Leasehold

(asked on 30th June 2021) - View Source

Question to the Department for Levelling Up, Housing & Communities:

To ask the Secretary of State for Housing, Communities and Local Government, what steps his Department is taking to (a) reform the leasehold sector and (b) support leaseholders presented with high bills for major works.


Answered by
Eddie Hughes Portrait
Eddie Hughes
This question was answered on 5th July 2021

The Government is committed to promoting fairness and transparency for homeowners and ensuring that consumers are protected from abuse and poor service. The Government is taking forward a comprehensive programme of reform to end unfair practices in the leasehold market.

This includes making it easier for leaseholders to buy their freeholds, extend their leases or exercise their right to manage buildings. We will reform the process of enfranchisement valuation that leaseholders must follow to calculate the cost of extending their lease or buying their freehold. The Government will abolish marriage value, cap the treatment of ground rents at 0.1% of the freehold value, and prescribe rates for the calculations at market value. The Government will also introduce an online calculator, further simplifying the process for leaseholders and ensuring standardisation and fairness for all those looking to enfranchise. These changes to the enfranchisement valuation process will result in substantial savings for some leaseholders, particularly those with less than 80 years left on their lease. Our reforms to enfranchisement valuation also ensure that sufficient compensation is paid to landlords to reflect their legitimate property interests.

The measures will be translated into law as soon as possible, starting with the Leasehold Reform (Ground Rents) Bill, which was introduced into Parliament on 12 May. This Bill will make homeownership fairer and more transparent for thousands of future leaseholders, by legislating to prevent landlords under new residential long leases from requiring a leaseholder to pay a financial ground rent.  This will be the first part of major two-part legislation to implement leasehold and commonhold reforms in this Parliament.

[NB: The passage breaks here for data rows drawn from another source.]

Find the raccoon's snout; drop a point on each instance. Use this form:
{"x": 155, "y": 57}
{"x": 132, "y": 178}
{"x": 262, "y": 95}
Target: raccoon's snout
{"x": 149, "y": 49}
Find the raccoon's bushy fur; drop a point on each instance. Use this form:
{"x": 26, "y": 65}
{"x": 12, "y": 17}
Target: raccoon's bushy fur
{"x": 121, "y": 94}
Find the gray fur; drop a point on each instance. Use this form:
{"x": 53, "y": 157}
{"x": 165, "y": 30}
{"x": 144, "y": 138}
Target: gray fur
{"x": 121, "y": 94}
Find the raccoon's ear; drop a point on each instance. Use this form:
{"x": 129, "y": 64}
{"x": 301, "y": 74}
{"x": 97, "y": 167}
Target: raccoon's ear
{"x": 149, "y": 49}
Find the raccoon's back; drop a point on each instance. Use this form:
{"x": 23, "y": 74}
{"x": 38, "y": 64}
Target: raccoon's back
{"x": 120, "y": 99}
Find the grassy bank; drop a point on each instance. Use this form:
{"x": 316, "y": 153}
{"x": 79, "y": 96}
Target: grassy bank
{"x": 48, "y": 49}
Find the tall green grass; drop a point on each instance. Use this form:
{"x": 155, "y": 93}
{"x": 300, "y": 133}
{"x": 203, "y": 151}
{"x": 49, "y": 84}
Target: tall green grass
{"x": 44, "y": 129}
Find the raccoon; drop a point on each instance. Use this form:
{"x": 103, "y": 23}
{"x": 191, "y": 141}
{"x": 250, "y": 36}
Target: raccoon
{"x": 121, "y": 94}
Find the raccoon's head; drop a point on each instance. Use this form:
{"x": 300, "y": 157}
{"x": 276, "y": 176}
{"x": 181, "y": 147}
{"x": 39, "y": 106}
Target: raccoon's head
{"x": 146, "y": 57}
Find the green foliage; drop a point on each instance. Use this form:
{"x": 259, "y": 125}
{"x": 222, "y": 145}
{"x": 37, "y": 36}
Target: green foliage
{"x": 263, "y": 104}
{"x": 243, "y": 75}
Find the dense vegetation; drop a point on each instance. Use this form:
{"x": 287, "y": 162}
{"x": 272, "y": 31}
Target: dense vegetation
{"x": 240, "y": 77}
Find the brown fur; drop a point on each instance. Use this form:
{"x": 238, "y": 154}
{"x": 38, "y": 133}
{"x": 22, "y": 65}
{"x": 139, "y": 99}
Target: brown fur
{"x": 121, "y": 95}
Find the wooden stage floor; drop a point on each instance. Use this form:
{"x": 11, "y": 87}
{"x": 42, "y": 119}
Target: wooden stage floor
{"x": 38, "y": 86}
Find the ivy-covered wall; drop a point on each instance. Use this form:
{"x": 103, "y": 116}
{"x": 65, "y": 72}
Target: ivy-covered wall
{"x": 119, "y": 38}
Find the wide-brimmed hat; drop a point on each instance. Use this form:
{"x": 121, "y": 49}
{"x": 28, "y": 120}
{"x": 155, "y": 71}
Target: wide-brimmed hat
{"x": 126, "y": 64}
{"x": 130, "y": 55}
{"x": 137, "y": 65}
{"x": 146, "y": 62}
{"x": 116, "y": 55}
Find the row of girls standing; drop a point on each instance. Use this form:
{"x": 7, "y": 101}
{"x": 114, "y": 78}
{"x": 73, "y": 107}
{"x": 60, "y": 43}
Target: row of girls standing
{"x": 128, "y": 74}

The law is clear that service charges must be reasonable and, where costs relate to work or services, the work or services must be of a reasonable standard.

The ‘Section 20’ consultation process (of the Landlord and Tenant Act 1985) aims to ensure that leaseholders contributing towards the upkeep and maintenance of the building where they live have sufficient input into how their money is spent on major works.

Where the works relate to building safety, we have made direct funding of an unprecedented £5.1 billion available for cladding remediation on buildings of 18 metres and above, which will protect hundreds of thousands of leaseholders from the cost of remediating unsafe cladding on their homes.  We are also stepping in to provide a generous finance scheme for the removal and replace of unsafe cladding on medium rise buildings.